Authors: August Allocco; Sheng Chih Jin, PhD; Weilai Dong, BS; Xue Zeng, BS; Charuta Furey, MD; Ashley Dunbar, BS; Sierra Conine, BS; Carol Nelson-Williams; Murat Gunel, MD; Richard Lifton, PhD; Kristopher Kahle, MD, PhD; Tyrone DeSpenza, BS (New Haven, CT)
Congenital hydrocephalus (CH), thought to arise from failed cerebrospinal fluid (CSF) homeostasis, is treated with lifelong surgical CSF shunting with substantial morbidity. CH pathogenesis is poorly understood. Our recent genomics study of 180 probands with CH identified four novel CH genes, each implicated in regulating neural stem cell fate (Furey et al., Neuron, 2018). Nonetheless, less than 10 percent of studied cases are solved by these genes.
To expand our understanding of CH genetics, we doubled the size of our cohort via robust domestic and international collaborations and exome sequenced a total of 361 radiographically confirmed CH probands, including 216 case-parent trios, 14 familial cases, and 2 brain tissue-germ line paired samples.

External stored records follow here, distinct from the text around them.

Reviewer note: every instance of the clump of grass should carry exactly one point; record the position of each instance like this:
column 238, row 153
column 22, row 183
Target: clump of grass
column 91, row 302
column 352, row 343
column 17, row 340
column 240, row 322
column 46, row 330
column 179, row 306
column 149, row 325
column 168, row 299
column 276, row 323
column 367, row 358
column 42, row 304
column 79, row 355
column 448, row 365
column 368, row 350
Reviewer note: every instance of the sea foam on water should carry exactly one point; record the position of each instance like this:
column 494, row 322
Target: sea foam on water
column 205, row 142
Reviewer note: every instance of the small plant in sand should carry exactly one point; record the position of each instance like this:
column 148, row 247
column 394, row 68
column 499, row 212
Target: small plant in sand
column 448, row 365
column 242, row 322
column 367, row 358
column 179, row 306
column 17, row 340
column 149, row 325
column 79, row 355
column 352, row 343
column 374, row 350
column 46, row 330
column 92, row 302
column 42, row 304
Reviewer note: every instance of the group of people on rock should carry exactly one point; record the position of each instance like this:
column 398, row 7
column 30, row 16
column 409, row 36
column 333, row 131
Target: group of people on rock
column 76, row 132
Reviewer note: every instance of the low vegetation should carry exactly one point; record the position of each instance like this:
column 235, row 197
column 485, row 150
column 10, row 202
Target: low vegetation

Exome sequencing revealed multiple new causative mutations in genes we previously identified (e.g., TRIM71 and SMARCC1), along with at least four novel CH genes, each of which is known to regulate ventricular zone NPC cell fate. Strikingly, three of these novel CH genes encode interacting enzymes of a signal transduction pathway targetable with available drugs.
These findings implicate new genes in CH and demonstrate related pathophysiology among sporadic and familial patients. These findings have implications for diagnosis, prognosis, and treatment, and suggest that in a subset of patients the risk of adverse neurodevelopmental outcomes may be unaltered whether or not shunting is performed.